Animation could be something like a user reading a long scrolling story, and swipes in from the scrollbar edge of the screen to expand it to reveal the spectrogram. Scrubbing over a particular feature frequency “column” expands that column and tells you what that feature is, also reveling related feature columns/frequencies.
Feature decomposition is actually quite analogous to Fourier transforms, which is how we get spectrograms.
https://x.com/graycrawford/status/1741538324819652736
Contextual menu for semantic editing actions. Hovering over a specific edit control shows all possible variations.
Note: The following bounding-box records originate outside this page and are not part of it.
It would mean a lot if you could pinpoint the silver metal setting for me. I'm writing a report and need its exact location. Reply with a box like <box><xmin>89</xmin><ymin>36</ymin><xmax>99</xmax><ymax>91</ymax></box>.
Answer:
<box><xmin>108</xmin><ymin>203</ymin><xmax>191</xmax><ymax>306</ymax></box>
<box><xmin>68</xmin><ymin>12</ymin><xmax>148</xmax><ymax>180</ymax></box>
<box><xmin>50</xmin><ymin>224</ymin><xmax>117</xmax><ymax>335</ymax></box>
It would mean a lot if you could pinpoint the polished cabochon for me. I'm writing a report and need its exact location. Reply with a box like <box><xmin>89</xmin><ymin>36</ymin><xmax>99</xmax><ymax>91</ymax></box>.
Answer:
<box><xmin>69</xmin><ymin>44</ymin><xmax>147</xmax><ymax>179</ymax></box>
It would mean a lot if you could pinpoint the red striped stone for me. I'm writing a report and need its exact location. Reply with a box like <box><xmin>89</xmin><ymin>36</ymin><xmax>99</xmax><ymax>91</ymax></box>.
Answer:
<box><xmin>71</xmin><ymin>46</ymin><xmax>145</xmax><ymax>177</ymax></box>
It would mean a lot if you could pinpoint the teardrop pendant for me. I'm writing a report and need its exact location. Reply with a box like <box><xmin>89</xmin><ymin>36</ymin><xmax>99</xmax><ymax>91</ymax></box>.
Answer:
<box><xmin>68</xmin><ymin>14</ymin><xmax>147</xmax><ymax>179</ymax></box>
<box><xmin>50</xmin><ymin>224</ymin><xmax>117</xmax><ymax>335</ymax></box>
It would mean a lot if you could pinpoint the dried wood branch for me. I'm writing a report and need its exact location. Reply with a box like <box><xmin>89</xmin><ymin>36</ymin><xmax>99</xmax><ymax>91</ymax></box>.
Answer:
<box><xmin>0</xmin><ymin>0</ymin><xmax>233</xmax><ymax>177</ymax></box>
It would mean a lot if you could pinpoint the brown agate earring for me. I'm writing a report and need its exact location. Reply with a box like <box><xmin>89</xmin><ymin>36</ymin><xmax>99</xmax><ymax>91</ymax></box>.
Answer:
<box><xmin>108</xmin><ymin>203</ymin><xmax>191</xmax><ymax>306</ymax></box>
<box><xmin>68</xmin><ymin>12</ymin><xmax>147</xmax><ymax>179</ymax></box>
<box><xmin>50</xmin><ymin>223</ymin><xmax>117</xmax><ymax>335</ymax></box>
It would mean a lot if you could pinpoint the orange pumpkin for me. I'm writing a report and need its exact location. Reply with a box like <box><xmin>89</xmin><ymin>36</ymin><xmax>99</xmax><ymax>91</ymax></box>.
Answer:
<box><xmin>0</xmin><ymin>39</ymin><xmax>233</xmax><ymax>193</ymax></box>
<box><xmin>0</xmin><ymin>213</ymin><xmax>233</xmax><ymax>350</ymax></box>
For example, when selecting a line in a technical document, you could imagine a toolbar that gives you some sliders for technical complexity, and a few drop-downs for perspective or tone.
For text, each variation should just show the diff. The diff is not at the token level, but semantic — it shows a heatmap of which tokens’ log likelihood was boosted or diminished the most by that particular feature’s presence.
https://twitter.com/redblobgames/status/1749145157096899058
MIDI controller for text — I want to edit text with this thing 👉
Each row of dials corresponds to a different feature class.
Touching each slider shows a heatmap of token logprobs most likely to be pushed up and down with that particular control. Moving it edits the text, showing most affected token logprobs.
Maybe the text itself can hover over the device like in AR, or you point the device at some text in a book or on paper and it changes.